Earth's population, frankly, is expanding faster than Oprah Winfrey's waistline at a book club meeting with punch and pie. Sometime around 1800, a billion people walked the earth. Clearly, this billion was unique not only because they collectively made up a nice round number, but because their sexual lust was so unbelievably insatiable that after only 200 years of torrential copulation, 6 billion of their equally horny kin stumble around the planet looking for as many suitable mates as possible.

In 50 years, they'll shoot out so many babies that there will be 12 billion people simultaneously exhausting the last vestiges of the earth's resources.

Of course, it's not like gated communities and SUV-lined cul-de-sacs populated by America's upper economic echelon are overflowing with babies. The population explosion occurs almost exclusively in the third world, straining local resources as basic as reliable sanitation.

Additionally, the number of young men with exceptionally bleak possibilities for their lives is easily converted into fuel for all sorts of terrorist fire.

In 1994, 179 nations drew up a pact at a United Nations conference in Cairo, Egypt, to provide women with the basic education, health care and contraception necessary to keep family size within reasonable limits.

Of course, such noble efforts were contested all the way by an unorthodox axis: the United States and the most repressive Arab nations, such as Saudi Arabia.

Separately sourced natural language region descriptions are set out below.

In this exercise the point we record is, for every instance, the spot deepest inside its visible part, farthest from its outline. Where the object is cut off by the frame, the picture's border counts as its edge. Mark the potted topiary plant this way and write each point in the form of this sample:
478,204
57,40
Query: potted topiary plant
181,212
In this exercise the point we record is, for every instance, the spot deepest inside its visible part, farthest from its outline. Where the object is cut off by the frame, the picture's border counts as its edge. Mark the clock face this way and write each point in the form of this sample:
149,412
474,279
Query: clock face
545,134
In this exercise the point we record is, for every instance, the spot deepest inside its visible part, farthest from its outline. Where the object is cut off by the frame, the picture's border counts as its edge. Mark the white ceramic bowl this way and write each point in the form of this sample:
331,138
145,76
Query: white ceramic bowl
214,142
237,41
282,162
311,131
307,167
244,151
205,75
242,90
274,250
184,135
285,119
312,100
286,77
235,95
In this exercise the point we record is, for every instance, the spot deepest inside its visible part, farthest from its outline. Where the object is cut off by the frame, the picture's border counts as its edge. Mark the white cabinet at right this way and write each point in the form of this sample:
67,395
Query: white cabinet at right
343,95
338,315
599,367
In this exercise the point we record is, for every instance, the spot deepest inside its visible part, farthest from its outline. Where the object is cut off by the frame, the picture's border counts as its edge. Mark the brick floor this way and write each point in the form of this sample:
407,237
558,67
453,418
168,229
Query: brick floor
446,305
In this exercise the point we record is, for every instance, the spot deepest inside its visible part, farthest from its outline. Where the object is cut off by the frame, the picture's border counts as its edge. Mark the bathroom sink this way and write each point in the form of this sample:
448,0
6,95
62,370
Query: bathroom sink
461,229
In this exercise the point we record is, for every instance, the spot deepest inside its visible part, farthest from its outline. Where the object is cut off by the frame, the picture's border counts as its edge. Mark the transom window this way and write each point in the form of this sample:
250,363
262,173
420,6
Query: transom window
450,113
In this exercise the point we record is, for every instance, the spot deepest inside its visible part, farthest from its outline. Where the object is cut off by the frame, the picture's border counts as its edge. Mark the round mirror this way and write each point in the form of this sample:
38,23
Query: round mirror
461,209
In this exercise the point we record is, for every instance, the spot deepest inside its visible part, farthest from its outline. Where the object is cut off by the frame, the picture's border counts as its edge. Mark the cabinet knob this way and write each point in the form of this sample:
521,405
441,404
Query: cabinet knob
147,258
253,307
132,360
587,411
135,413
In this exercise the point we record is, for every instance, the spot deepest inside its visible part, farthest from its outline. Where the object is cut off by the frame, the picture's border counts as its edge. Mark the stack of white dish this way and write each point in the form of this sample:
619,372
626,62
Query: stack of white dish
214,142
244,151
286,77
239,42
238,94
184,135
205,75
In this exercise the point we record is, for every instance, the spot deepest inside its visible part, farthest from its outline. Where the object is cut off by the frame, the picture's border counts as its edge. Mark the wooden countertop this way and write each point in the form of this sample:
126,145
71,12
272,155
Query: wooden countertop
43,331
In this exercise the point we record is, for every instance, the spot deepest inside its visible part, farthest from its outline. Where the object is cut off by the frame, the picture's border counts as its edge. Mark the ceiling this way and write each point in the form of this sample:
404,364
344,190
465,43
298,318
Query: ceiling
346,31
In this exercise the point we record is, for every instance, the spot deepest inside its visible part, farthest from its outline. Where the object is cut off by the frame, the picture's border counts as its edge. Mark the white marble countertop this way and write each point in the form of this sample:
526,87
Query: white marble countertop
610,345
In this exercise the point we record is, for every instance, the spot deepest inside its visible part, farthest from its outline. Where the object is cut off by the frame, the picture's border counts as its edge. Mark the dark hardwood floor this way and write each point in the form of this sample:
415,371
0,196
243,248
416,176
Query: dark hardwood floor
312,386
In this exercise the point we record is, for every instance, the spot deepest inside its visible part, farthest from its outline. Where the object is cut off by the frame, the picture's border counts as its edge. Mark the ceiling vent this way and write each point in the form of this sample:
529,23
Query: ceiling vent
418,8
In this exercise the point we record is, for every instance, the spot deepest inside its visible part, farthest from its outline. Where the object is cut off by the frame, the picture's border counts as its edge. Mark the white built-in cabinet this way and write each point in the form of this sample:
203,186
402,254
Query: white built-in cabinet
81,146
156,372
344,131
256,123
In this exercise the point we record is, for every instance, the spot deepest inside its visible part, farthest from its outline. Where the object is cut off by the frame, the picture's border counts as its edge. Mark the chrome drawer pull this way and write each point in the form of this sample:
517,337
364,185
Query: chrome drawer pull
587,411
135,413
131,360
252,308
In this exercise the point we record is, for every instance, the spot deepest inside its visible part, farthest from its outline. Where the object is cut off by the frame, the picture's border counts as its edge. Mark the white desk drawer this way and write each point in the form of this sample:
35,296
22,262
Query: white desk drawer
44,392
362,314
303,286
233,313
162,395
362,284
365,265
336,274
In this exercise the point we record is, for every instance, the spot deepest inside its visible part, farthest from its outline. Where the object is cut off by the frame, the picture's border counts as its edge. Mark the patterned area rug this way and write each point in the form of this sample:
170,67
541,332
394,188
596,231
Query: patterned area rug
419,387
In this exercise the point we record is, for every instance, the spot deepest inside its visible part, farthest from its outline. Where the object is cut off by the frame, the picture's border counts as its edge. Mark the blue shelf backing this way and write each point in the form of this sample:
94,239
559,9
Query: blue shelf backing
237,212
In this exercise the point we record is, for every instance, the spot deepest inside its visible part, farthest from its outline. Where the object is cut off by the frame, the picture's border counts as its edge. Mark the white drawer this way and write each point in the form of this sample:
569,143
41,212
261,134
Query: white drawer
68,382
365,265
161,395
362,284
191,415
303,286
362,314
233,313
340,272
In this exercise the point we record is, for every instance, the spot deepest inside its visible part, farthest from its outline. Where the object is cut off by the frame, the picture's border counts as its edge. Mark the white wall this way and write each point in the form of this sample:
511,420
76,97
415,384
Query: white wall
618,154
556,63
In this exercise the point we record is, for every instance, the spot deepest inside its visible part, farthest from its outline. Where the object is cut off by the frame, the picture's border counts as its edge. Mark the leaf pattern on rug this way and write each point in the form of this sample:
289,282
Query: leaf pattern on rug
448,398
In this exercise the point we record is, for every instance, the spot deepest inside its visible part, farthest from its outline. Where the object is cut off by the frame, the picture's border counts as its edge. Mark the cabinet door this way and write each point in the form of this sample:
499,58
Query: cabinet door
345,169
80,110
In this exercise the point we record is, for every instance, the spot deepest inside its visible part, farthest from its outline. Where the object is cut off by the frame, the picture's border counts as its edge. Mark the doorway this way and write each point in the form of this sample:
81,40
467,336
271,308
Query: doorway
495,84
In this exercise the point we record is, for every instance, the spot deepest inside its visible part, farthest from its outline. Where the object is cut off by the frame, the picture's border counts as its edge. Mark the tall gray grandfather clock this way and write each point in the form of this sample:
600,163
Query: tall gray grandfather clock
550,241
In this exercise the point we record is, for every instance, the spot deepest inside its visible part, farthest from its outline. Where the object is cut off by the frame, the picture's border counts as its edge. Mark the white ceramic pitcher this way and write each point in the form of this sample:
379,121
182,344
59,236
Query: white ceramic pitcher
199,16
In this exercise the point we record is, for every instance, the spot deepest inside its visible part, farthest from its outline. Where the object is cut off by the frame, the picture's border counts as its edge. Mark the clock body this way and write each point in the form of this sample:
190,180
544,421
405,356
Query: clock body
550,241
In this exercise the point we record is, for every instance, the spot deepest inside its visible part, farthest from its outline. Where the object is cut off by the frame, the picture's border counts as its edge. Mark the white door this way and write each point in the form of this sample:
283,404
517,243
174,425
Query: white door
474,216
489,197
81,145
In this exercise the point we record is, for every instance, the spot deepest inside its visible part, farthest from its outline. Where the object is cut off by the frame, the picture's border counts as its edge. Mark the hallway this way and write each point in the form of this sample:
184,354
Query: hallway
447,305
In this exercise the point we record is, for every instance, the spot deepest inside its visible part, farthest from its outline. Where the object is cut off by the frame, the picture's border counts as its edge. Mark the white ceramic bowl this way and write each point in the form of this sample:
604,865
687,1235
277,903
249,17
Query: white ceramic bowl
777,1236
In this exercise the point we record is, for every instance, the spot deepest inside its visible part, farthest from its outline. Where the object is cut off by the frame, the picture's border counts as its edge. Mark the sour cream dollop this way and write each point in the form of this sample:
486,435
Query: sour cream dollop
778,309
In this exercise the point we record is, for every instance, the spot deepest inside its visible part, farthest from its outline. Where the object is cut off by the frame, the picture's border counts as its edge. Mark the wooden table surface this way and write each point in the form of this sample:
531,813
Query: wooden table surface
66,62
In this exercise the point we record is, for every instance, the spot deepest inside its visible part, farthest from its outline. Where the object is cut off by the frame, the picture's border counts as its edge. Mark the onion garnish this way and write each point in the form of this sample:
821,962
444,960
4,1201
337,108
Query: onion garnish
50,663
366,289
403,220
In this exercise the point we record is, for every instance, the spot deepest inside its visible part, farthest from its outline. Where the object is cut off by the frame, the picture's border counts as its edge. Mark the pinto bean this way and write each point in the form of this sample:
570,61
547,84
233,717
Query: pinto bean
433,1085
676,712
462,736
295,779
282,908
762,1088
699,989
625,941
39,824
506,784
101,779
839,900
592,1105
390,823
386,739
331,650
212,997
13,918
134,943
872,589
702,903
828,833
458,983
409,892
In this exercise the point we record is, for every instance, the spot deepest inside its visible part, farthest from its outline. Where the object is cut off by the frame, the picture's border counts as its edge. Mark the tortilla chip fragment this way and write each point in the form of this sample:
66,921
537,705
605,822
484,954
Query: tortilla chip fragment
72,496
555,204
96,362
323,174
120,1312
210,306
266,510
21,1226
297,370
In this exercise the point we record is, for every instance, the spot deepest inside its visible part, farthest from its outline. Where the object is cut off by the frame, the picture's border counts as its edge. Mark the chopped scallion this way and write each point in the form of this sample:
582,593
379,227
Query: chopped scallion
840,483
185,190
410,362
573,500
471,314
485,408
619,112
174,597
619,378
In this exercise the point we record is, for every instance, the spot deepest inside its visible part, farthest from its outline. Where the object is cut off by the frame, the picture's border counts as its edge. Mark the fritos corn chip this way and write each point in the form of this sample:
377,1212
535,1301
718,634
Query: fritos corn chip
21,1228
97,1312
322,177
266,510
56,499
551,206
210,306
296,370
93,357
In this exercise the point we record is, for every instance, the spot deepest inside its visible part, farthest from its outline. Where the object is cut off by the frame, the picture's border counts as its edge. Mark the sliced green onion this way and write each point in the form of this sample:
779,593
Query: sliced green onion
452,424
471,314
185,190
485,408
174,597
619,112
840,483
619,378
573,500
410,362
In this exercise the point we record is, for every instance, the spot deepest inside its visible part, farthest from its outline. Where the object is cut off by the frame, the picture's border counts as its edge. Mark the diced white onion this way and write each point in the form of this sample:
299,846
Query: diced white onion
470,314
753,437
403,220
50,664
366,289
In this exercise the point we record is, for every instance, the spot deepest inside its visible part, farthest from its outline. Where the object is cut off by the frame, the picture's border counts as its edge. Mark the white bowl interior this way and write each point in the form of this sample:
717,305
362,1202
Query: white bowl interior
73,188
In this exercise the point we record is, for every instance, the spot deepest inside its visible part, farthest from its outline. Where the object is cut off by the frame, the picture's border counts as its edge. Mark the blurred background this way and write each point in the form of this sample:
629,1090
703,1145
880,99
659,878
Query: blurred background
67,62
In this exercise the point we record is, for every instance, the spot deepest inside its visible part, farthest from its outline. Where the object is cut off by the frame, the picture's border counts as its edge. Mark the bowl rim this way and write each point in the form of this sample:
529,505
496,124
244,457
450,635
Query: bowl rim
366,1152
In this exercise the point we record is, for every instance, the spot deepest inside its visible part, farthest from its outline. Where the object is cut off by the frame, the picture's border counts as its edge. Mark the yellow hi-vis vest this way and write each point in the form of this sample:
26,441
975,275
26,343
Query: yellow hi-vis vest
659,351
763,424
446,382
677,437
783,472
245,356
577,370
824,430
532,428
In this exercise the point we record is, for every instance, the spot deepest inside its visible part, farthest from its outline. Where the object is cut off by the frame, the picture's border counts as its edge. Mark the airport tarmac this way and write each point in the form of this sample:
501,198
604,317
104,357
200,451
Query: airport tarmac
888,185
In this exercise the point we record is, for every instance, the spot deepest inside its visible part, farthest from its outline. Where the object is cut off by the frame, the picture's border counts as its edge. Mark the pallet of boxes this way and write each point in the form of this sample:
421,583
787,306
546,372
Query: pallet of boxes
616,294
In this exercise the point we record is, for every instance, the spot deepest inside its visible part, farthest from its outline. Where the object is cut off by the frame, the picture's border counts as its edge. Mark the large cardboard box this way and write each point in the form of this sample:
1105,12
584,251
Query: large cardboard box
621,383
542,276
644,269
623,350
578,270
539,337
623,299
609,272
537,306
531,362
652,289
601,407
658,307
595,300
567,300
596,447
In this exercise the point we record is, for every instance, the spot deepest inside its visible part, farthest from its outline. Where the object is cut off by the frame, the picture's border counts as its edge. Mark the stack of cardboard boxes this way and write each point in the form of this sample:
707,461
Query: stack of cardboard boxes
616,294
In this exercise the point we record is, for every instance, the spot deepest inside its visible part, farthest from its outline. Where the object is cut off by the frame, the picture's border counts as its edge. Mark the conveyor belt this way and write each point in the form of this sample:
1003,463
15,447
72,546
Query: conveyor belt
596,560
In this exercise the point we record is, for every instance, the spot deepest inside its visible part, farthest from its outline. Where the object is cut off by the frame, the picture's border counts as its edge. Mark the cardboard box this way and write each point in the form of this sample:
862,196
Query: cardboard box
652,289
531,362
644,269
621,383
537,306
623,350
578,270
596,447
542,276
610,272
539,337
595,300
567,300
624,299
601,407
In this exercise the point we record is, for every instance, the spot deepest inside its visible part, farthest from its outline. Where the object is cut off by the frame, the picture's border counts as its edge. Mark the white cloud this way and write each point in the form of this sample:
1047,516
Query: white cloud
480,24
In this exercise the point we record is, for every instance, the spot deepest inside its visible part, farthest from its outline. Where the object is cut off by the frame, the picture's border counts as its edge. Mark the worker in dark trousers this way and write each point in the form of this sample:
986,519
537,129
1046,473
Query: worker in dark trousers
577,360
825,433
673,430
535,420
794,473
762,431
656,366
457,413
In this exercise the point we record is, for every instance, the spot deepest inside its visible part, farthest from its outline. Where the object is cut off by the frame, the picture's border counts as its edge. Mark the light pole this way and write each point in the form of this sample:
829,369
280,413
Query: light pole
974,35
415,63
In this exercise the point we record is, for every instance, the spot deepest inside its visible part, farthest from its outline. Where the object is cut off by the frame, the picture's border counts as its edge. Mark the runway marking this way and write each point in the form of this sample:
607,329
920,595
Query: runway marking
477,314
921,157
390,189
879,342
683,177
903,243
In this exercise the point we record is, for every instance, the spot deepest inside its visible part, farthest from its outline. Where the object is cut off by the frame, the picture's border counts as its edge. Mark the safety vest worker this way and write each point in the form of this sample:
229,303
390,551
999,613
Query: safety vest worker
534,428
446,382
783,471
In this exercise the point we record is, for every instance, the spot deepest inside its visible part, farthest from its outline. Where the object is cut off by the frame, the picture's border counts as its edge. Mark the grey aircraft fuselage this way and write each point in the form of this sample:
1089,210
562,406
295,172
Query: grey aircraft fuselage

Clinton, always wary of alienating abortion-minded soccer moms, couldn't muster up the political huevos to stick this treaty six feet under.

Needless to say, this didn't keep the American religious right from constantly advocating that the U.S. fight birth control and abortion access by using the good old fashioned "withdrawal method" of diplomacy. Close up the pocketbook and tell the rest of the world to (literally) screw itself into oblivion.

Luckily for the religious right, Bush, who cares about as much about the social mores of soccer moms as he does about the correct pronunciation of multi-syllabic words, succeeded Billy Clinton as president. In July, Bush withdrew $34 million from the U.N. Population Fund, citing some unsubstantiated garbage about the UNFPA subsidizing forced abortions in China.

Of course, removing money slated to educate poor Chinese women about birth control and family planning leaves forced abortion and sterilization as the only methods available to keep population down.

UNFPA places the damage caused by this $34-million resource cut at 4,700 maternal deaths, 77,000 infant or child deaths and 800,000 preventable abortions. A degenerate cynic might comment that all these statistics do indeed represent declines, however slight, in population. Of course, such soulless claims are quickly silenced in light of the fact that Bush's revocation of funding also caused an estimated 2 million unwanted pregnancies.

Jane Roberts, a retired French teacher out of Redlands, Calif., isn't about to let this pass. She was so heartbroken by the refusal of funds that she began a grassroots campaign to replace the money. As of Monday, she has raised over $73,000. While this is a mere drop in the bucket compared to the $34 million that Bush "reallocated," it does send the message that regular citizens don't have to stand helplessly by while Bush sublimates basic humanitarian efforts to petty domestic politics.